Di Luigi Nicotra (---.---.---.198) 9 marzo 2011 15:24

Le sue rilfessioni, egregio xxx.xxx.xxx.143, sono molto interessanti e molto c’è di vero in esse. Ma questo, a mio avviso, non sposta i termini della questione sulla grandezza di fondo dell’epopea risorgimentale e della conquista dell’unità del Paese, nonostante tutti i limiti, le brutture e le ralizzazioni incompiute o mai conseguite.
Due dati di fatto ed altrettanti meriti da attribuire all’unità del Paese:
1) l’Italia non ebbe la rivoluzione industriale che ebbero altri paesi europei, in primis la Gran Bretagna, fra la fine del 18° e l’inzio del 19° sec., vale a dire quel processo evolutivo da un sistema economico fondamentalmente agricolo ed artigianale ad uno industriale moderno caratterizzato dall’uso di macchinari, azionati da energia meccanica e dall’utilizzo di nuove, per l’epoca, fonti energetiche come, ad es., il carbone. Processo che necessitò, oltre che di favorevoli condizioni di mercato ( il passaggio da un’agricoltura di mera sussistenza ad una finalizzata al profitto ), geografiche ( essere da sempre al centro delle grandi rotte commerciali ), anche di un quadro poitico/iistituzionale consolidato e, quindi, in grado di assecondare e favorire detto processo. Questo avveniva nel Regno Unito. Ebbene, credo che solo grazie all’unificazione nazionale si potè realizzare lo sviluppo industriale italiano. Fu infatti negli ultimi vent’anni del secolo 19° che l’Italia ebbe la sua peculiare rivoluzione industriale nel campo produttivo e delle trasformazioni strutturali diventando, ancorché con grandi difficoltà, un Paese industriale. Tali trasformazioni comportò, da una parte, la creazione di grandi complessi industriali, specie nel nord Italia. Dall’altra, il centro-sud divenne sbocco commerciale dei prodotti e serbatoio di mano d’opera. Furono fenomeni che si stabilizzarono proprio in quel periodo.

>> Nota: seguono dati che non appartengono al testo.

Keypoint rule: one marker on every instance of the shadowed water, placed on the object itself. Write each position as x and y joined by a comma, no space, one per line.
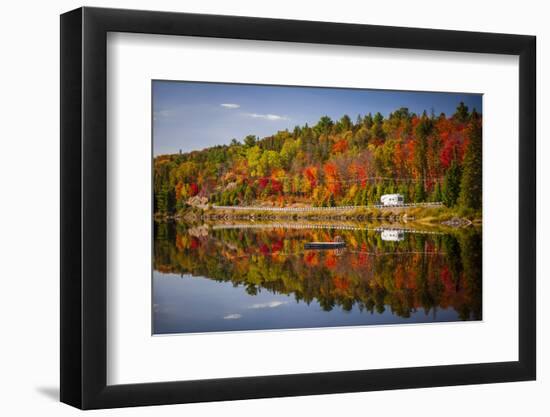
260,276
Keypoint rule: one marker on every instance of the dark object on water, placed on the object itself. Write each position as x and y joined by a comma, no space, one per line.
324,245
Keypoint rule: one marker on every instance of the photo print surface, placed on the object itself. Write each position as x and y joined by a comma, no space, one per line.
289,207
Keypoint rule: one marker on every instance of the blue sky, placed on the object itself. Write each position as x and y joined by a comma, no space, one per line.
192,115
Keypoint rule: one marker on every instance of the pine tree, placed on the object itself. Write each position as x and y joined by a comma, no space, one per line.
436,193
471,184
419,192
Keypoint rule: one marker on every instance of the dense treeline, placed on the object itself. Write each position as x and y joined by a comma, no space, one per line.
425,272
423,157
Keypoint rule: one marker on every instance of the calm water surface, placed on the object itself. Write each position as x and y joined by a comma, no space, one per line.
260,276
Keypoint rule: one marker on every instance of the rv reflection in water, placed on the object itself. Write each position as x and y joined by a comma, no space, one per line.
393,235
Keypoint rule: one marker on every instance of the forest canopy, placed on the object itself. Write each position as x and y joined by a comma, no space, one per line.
333,163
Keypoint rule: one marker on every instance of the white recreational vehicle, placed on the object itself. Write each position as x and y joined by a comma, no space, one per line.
392,200
392,235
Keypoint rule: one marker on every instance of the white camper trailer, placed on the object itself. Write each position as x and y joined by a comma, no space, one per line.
392,200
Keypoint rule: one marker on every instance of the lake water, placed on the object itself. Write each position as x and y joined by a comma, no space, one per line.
258,276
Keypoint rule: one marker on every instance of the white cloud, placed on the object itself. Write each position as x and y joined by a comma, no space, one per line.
271,304
232,317
267,116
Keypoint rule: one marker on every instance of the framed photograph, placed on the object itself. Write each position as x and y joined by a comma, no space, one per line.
257,208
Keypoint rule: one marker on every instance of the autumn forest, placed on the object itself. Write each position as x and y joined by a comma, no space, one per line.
424,157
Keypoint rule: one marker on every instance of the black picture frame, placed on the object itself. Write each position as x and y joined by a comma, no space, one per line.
84,207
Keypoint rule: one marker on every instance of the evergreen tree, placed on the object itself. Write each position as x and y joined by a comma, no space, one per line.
419,192
470,186
436,193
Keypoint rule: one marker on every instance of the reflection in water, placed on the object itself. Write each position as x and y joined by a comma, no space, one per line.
251,277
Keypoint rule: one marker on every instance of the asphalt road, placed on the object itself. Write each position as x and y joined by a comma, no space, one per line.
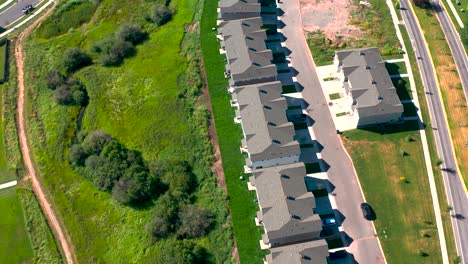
455,191
15,11
455,43
364,245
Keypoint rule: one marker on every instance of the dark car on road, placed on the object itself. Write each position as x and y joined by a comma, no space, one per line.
367,211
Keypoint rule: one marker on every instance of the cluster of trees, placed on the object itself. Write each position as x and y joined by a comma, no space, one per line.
173,214
113,168
75,59
115,48
67,91
160,14
181,251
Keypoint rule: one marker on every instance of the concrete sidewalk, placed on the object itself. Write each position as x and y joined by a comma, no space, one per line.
427,157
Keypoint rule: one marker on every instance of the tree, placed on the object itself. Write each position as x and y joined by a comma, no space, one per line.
76,155
160,15
134,187
180,251
95,141
164,215
193,221
74,59
131,33
63,95
54,79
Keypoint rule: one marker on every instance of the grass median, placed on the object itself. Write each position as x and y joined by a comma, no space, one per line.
390,165
449,83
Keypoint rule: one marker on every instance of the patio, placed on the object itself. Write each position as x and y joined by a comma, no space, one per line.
338,102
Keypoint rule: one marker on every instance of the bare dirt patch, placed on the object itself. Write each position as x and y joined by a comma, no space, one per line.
329,16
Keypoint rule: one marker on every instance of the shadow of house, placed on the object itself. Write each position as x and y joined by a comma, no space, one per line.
382,129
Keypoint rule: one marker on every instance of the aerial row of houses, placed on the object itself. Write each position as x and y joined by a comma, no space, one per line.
293,232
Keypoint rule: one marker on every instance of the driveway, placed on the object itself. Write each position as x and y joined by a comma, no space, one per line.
15,12
365,246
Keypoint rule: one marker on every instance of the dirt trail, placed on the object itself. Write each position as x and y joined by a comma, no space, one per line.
25,151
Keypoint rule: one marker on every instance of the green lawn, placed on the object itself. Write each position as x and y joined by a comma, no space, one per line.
446,218
241,201
334,96
459,5
378,31
402,86
396,68
3,56
140,104
15,246
405,218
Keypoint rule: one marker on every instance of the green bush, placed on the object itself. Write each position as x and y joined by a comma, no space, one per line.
113,168
69,14
75,59
160,15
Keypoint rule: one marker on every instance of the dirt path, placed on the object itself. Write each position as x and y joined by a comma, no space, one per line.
25,151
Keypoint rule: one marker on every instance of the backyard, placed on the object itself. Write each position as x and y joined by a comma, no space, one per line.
149,103
241,201
450,85
15,246
390,165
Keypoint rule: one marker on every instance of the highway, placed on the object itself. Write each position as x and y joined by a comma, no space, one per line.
454,187
455,44
14,12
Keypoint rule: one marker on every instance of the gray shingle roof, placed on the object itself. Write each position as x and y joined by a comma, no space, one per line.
369,82
313,252
286,205
268,133
248,57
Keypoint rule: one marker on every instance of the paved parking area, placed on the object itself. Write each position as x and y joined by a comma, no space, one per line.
336,98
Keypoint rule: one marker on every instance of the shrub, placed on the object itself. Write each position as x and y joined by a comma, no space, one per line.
112,51
131,33
95,141
63,95
180,251
164,215
161,14
54,79
76,155
74,59
194,221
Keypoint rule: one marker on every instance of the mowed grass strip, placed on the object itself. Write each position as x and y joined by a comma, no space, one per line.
241,201
446,218
396,186
139,104
450,85
15,246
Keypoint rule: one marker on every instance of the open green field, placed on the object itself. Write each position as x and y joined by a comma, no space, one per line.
446,218
377,28
449,85
15,246
241,201
145,104
3,56
397,187
459,6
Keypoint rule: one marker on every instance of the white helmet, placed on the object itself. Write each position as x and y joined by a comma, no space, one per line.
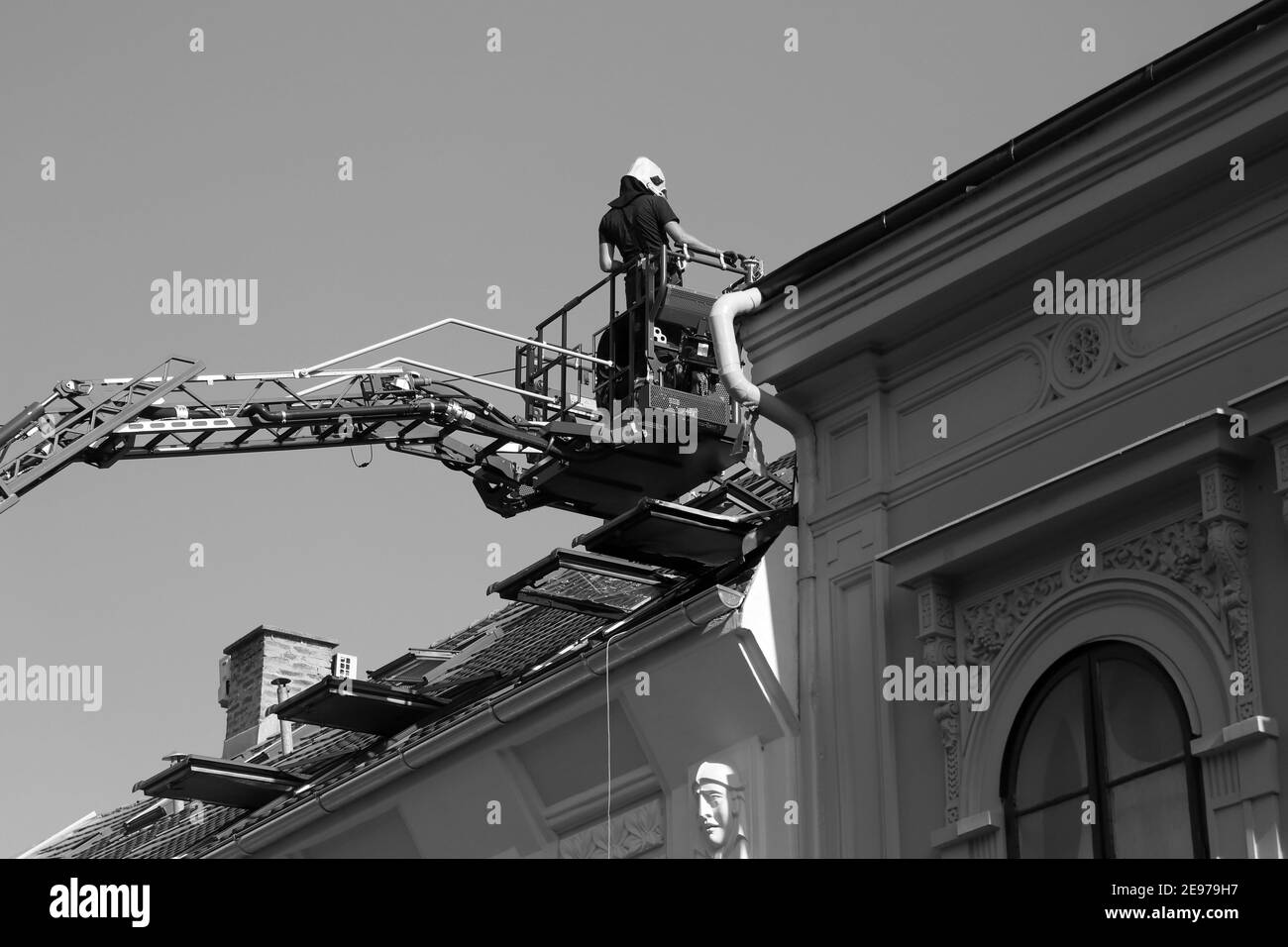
649,175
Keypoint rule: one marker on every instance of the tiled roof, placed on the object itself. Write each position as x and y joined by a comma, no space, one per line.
526,638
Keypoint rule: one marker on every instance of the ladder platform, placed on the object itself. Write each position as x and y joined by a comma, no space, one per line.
220,783
605,483
362,706
666,534
587,582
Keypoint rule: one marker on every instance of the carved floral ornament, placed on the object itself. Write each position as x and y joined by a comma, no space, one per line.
1177,552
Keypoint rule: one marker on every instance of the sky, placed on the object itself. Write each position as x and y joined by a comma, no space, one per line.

2) L’Italia non ebbe neppure la riforma protestante, vale a dire quel movimento religioso, nato nel 16° secolo, ben prima quindi dell’unità d’Italia, che nato col fine del rinnovamento spirituale della Chiesa e del recupero del rigore morale, ebbe rivoluzionari risvolti politici che contrassegnarono lo sviluppo, oltrre che religioso, culturale economico e politico delle nazioni nelle quali prese piede. La riforma protestante, come noto, fu fortemente avversata dalla Chiesa di Roma la quale vide in essa lo spettro della fine del proprio potere temporale. L’Italia, la propria riforma " protestante " la conseguì grazie ai movimenti risorgimentali ed all’unità del Paese, ottenuta sull’apporto ideale del liberalismo laico, talora anticlericale, grazie al quale vennero sconfitti il Papa Re ed il suo potere temporale.
Credo che questi due meriti del Risorgimento siano indubitabili. Che poi la storia d’Italia si sia sviluppata sommando conquiste a contraddizioni sociali, politiche e culturali/religiose,mi permetto di dire che questo concerne quell’uso strumentale, di cui parlavo nel mio articolo e del quale rimango convinto, che si è fatto del Risorgimento a seconda delle convenienze polticihe.